TILLAMOOK COUNTY, Douglas County, Curry County, Columbia County, Hood River County, City of Coos Bay, City of Port Orford, City of Gold Beach, City of Brookings, Port of Coos Bay, Port of Siuslaw, Port of Brookings, Port of Gold Beach, Port of Nehalem, Curry County Soil & Water Conservation District and Crook County Soil & Water Conservation District, Appellants, v. LAND CONSERVATION AND DEVELOPMENT COMMISSION, Land Conservation and Development Department and Commissioners of the Land Conservation and Development Commission, Respondents.

No. 102,093; CA A20827.

Court of Appeals of Oregon.

Argued and Submitted February 12, 1982.

Decided March 22, 1982.

Reconsideration Denied April 29, 1982.

Frank M. Parisi, Portland, argued the cause for appellants. With him on the briefs were Michael J. Lilly, George L. Kirklin, and Spears, Lubersky, Campbell & Bledsoe, Portland.

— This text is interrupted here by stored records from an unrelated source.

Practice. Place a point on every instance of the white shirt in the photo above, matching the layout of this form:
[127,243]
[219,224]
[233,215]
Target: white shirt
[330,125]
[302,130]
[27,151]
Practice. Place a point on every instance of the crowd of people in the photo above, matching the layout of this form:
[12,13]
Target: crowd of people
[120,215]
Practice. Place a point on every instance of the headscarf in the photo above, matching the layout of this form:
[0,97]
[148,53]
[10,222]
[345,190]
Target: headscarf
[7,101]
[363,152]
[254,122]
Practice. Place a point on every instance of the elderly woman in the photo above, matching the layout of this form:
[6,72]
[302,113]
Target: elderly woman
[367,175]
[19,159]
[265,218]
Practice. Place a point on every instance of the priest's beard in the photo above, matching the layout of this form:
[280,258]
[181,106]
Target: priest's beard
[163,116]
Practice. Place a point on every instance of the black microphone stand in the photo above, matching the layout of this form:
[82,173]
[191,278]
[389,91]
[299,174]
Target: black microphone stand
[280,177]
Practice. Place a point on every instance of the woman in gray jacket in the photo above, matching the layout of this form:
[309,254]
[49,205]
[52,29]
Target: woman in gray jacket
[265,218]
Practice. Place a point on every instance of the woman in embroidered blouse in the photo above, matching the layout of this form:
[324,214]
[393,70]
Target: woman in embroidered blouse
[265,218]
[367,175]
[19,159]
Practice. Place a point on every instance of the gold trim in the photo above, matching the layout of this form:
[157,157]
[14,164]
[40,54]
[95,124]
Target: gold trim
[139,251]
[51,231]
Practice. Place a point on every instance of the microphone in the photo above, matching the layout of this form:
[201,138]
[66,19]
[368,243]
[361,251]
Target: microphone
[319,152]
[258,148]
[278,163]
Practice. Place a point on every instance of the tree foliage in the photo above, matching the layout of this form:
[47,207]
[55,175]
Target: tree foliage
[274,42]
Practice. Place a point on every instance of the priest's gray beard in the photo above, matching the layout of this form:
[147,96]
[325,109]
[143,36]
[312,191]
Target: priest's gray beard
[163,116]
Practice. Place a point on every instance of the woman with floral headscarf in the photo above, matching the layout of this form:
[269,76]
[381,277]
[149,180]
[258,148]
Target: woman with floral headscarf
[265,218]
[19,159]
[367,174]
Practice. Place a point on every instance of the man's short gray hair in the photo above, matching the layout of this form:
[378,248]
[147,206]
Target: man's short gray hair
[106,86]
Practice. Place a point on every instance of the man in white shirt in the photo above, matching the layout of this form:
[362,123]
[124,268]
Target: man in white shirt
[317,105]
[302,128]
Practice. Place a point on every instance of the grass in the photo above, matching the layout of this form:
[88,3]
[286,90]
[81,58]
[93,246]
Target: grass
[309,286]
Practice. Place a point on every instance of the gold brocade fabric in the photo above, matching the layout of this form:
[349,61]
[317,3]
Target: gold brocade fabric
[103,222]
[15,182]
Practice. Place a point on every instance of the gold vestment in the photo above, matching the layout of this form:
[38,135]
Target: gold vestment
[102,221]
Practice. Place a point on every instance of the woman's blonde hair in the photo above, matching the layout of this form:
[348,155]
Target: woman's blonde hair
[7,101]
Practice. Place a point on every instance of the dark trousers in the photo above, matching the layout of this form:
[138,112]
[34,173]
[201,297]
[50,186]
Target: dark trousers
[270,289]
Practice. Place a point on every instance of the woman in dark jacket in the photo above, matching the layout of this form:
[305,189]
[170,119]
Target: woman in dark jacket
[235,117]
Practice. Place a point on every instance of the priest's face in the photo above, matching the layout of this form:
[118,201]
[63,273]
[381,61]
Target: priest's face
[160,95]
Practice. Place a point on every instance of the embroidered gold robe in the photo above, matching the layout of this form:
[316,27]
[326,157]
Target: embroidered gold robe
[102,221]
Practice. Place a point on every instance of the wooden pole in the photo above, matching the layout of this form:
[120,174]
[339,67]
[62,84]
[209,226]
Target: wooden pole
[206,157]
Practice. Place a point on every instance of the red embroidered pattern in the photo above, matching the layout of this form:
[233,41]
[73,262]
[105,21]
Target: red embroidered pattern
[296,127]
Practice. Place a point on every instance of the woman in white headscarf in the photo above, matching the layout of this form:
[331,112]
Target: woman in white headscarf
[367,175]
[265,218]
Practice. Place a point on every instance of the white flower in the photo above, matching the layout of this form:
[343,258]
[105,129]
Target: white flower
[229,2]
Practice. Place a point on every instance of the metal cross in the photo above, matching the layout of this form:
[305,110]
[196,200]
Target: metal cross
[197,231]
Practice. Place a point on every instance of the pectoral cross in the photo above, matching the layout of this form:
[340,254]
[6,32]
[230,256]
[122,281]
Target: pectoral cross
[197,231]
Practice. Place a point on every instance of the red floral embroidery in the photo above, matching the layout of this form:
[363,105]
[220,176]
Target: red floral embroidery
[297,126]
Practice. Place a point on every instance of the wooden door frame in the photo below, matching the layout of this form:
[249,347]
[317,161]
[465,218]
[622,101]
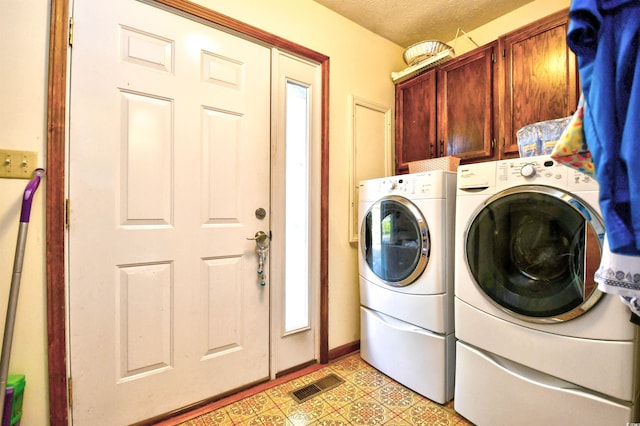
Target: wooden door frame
[56,190]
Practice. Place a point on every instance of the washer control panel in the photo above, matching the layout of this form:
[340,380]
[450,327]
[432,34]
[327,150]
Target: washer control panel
[417,185]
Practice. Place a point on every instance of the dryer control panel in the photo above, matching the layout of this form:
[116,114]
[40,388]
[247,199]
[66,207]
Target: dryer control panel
[542,170]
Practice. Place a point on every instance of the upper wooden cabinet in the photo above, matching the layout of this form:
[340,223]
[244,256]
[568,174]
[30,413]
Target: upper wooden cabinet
[540,79]
[473,105]
[416,120]
[467,105]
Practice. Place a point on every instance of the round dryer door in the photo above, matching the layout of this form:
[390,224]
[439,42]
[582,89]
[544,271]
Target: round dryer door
[395,241]
[533,251]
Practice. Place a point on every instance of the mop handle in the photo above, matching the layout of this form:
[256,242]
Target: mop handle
[29,191]
[15,284]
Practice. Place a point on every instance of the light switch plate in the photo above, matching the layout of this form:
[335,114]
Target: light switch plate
[17,164]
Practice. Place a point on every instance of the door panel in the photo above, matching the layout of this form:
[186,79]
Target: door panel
[169,132]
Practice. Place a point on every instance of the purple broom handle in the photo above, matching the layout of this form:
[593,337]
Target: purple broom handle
[29,191]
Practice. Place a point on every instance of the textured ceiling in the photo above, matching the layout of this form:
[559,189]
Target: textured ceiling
[406,22]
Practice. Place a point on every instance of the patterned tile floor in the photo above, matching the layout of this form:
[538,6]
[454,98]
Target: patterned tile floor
[367,397]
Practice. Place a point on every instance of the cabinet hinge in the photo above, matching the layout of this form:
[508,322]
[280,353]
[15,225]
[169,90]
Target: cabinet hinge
[70,391]
[71,31]
[67,212]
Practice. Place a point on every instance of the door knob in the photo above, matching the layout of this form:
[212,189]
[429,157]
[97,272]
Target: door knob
[262,240]
[262,248]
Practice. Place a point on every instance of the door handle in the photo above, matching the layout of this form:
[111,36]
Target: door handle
[262,240]
[262,248]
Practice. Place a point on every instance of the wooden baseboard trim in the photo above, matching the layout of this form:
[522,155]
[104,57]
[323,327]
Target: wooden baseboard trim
[343,350]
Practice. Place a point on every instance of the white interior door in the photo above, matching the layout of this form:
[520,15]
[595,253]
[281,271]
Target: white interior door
[168,163]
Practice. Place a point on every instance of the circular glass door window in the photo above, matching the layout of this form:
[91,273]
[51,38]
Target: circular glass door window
[534,250]
[395,241]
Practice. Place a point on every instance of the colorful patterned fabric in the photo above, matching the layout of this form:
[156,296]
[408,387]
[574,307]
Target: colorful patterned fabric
[571,149]
[540,138]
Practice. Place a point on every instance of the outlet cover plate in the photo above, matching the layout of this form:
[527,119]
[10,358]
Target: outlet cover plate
[17,164]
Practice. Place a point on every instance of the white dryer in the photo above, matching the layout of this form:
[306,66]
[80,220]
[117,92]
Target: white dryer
[406,279]
[538,343]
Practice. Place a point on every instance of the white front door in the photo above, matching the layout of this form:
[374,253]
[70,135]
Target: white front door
[168,165]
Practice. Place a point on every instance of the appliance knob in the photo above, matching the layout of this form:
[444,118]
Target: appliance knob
[528,170]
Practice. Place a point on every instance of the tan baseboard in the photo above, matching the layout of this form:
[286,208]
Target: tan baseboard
[343,350]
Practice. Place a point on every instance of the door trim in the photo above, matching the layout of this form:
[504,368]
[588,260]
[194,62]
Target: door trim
[56,172]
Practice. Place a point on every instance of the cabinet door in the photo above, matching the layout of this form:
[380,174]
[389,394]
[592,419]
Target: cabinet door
[466,99]
[415,120]
[541,81]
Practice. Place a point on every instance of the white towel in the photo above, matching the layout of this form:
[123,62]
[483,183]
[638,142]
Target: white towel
[620,275]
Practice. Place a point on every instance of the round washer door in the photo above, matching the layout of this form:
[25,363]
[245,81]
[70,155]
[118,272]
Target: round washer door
[394,240]
[533,250]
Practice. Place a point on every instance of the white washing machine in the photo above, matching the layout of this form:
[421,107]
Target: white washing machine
[538,343]
[406,279]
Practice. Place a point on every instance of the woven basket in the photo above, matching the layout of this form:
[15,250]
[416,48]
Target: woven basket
[448,163]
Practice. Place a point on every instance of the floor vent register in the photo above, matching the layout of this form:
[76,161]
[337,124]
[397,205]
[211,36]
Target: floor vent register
[309,391]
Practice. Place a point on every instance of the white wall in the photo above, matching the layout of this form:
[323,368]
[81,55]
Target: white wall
[360,65]
[23,91]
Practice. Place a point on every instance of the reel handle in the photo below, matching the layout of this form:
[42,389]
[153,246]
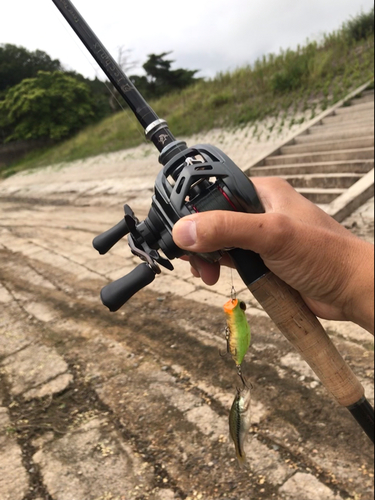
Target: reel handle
[116,294]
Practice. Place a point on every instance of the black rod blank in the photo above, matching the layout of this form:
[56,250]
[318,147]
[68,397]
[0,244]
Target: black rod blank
[143,112]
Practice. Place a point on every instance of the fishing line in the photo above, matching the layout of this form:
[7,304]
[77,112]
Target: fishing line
[99,72]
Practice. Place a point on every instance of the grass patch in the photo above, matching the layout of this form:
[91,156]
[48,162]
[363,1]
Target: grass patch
[308,79]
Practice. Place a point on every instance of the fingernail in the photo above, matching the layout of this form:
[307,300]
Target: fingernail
[185,233]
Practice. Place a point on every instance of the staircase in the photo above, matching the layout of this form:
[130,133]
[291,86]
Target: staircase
[332,161]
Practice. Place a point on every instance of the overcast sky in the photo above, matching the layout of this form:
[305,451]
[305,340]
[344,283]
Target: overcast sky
[209,35]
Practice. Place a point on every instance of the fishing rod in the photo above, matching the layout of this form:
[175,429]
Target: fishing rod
[199,179]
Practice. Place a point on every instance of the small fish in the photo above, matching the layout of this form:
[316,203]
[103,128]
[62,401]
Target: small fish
[238,330]
[240,422]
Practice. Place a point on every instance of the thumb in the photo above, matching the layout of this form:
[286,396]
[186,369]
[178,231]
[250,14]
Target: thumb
[215,230]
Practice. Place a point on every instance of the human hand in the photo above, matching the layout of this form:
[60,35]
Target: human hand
[331,268]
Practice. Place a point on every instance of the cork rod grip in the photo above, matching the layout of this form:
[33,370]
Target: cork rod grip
[300,326]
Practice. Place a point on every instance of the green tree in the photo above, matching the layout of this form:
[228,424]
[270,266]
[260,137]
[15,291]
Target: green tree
[50,106]
[160,78]
[17,63]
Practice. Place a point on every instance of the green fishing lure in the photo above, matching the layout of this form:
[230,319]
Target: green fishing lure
[238,333]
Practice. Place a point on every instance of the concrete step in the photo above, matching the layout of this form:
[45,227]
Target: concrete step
[323,181]
[319,157]
[356,105]
[353,116]
[321,196]
[336,134]
[345,125]
[356,167]
[357,143]
[366,96]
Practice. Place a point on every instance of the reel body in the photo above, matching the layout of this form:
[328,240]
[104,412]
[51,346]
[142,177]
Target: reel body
[197,179]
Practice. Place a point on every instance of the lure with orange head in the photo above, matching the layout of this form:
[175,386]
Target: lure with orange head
[238,333]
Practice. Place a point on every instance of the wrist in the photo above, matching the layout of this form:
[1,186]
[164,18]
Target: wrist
[360,303]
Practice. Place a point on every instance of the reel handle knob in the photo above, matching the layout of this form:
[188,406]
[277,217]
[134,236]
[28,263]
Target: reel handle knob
[116,294]
[105,241]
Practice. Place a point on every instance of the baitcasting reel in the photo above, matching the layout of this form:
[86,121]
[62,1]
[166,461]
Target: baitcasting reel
[195,180]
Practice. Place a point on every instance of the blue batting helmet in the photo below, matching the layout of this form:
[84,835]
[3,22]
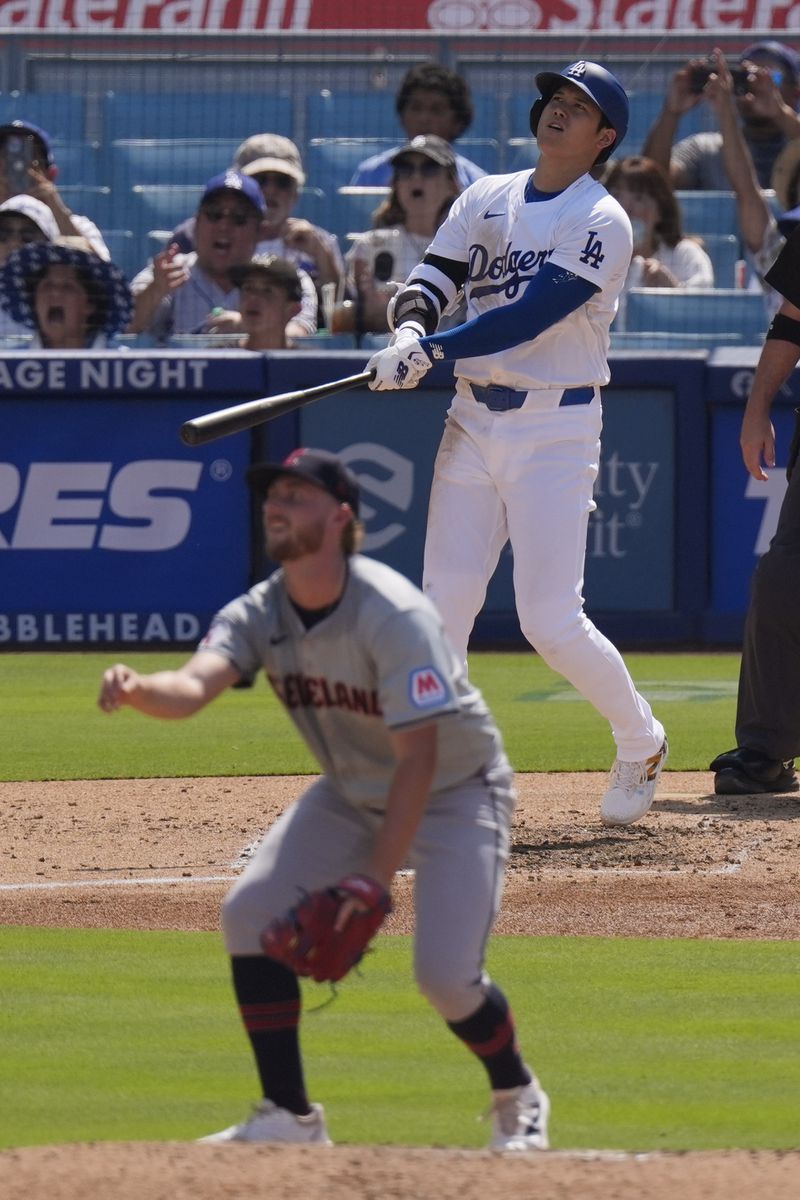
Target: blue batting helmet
[599,84]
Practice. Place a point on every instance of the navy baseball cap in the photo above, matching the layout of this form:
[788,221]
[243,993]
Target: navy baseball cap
[319,467]
[22,127]
[234,181]
[600,85]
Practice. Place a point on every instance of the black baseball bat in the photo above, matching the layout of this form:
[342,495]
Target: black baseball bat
[256,412]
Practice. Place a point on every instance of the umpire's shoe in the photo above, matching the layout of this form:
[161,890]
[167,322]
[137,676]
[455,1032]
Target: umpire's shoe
[743,772]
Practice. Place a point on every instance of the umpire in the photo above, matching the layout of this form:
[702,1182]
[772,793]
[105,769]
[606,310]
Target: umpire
[768,711]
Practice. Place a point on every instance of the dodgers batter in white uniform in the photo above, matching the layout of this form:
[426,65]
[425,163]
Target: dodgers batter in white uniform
[414,772]
[541,257]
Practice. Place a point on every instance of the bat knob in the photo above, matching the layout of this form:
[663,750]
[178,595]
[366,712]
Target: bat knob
[190,435]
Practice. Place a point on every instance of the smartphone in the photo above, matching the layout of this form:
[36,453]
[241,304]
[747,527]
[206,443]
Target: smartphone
[699,77]
[18,155]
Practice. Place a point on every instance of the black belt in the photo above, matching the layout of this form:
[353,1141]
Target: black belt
[500,400]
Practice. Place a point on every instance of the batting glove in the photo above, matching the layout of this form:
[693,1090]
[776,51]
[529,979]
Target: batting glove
[402,364]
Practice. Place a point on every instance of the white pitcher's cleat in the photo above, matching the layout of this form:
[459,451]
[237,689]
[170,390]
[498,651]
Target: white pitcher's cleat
[519,1116]
[271,1123]
[632,787]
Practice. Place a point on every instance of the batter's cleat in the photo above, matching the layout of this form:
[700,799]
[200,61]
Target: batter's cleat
[519,1116]
[743,772]
[631,789]
[271,1123]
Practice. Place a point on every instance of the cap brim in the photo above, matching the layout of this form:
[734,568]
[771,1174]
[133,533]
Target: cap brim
[549,81]
[280,166]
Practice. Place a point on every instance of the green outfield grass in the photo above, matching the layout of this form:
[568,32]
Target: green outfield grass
[53,729]
[669,1044]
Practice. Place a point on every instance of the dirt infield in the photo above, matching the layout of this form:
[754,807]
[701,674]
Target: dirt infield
[160,855]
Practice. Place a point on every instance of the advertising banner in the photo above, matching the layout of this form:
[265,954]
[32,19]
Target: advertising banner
[112,531]
[453,17]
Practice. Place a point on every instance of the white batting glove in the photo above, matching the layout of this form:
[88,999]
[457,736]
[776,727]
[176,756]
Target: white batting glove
[402,364]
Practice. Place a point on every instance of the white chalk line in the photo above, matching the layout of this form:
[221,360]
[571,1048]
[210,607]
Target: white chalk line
[55,886]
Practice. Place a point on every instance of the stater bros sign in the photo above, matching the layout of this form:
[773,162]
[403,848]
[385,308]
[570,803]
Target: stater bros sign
[431,16]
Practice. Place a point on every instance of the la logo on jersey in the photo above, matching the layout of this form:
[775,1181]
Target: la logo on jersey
[427,688]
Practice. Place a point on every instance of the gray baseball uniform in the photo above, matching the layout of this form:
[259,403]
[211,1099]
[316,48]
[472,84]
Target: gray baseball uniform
[379,663]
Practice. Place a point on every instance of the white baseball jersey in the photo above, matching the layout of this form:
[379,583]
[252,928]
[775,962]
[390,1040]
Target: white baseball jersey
[379,663]
[505,239]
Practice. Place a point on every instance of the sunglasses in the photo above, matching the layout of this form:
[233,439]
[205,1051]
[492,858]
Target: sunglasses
[233,215]
[427,169]
[264,178]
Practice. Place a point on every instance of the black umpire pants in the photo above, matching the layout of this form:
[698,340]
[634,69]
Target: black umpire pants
[768,712]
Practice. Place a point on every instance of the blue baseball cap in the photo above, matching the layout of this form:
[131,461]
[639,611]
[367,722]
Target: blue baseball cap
[599,84]
[234,181]
[783,54]
[320,467]
[23,127]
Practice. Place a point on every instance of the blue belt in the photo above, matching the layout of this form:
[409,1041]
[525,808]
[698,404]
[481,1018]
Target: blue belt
[500,400]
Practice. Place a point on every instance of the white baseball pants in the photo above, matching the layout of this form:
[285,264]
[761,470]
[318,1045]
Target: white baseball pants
[527,475]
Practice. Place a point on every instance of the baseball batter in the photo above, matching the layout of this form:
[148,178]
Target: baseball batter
[414,772]
[541,257]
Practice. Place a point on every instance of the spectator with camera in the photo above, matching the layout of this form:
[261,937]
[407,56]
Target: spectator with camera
[663,257]
[194,293]
[763,96]
[431,100]
[24,221]
[423,185]
[274,163]
[28,166]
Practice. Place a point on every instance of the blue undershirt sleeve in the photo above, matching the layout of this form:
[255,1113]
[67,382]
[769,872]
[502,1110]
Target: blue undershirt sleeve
[551,295]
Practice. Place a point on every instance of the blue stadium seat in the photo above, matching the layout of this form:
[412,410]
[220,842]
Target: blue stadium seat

Mary J. Deits, Asst. Atty. Gen., argued the cause for respondents. With her on the brief were Dave Frohnmayer, Atty. Gen., Stanton F. Long, Deputy Atty. Gen., William F. Gary, Sol. Gen., and Frank Ostrander, Asst. Atty. Gen., Salem.

Before GILLETTE, P.J., JOSEPH, C.J., and YOUNG, J.

GILLETTE, Presiding Judge.

Plaintiffs, certain counties, cities and special districts located, with two exceptions, in the western portion of the state, mount a blunderbuss attack[1] on the validity of the legislative act which created the Land Conservation *692 and Development Commission (Or. Laws 1973, ch. 80) and the state-wide planning goals thereafter promulgated by the Commission pursuant to that act. The trial judge dismissed the case on cross motions for summary judgment. Plaintiffs appeal. We affirm.

Plaintiffs argue, inter alia, that the trial court dismissed this case on the ground that plaintiffs were estopped to contest the matters they raise because they had entered into contractual relationships with the Commission. While we cannot determine for certain that the trial court's ruling was based in whole or in part on this theory, the respondents defend the decision as if it was so grounded. If it was, it was error. See Belton v. Busing, 240 Or. 399, 411-412, 402 P.2d 98 (1965).

This error does not help plaintiffs, however, because, on the merits, we find no basis to sustain any of their attacks on the act or the goals. See, e.g., LaGrande/Astoria v. PERB, 281 Or. 137, 576 P.2d 1204 (1978), aff'd on rehearing 284 Or. 173, 586 P.2d 765 (1978); Meyer v. Lord, 37 Or. App. 59, 586 P.2d 367 (1978), rev. den. 286 Or. 303 (1979); Fifth Avenue Corporation v. Washington County, 282 Or. 591, 581 P.2d 50 (1978).

Affirmed.

NOTES

[1] Not to be confused with "a 720 degree whiff of grapeshot," Neuberger v. City of Portland, 37 Or. App. 13, 586 P.2d 351 (1978), a "shotgun blast," Norvell v. LGBC, 43 Or. App. 849, 604 P.2d 896 (1979), or a "disparate, scattered attack," Marquam Investment Corporation v. Beers, 47 Or. App. 711, 615 P.2d 1064 (1980).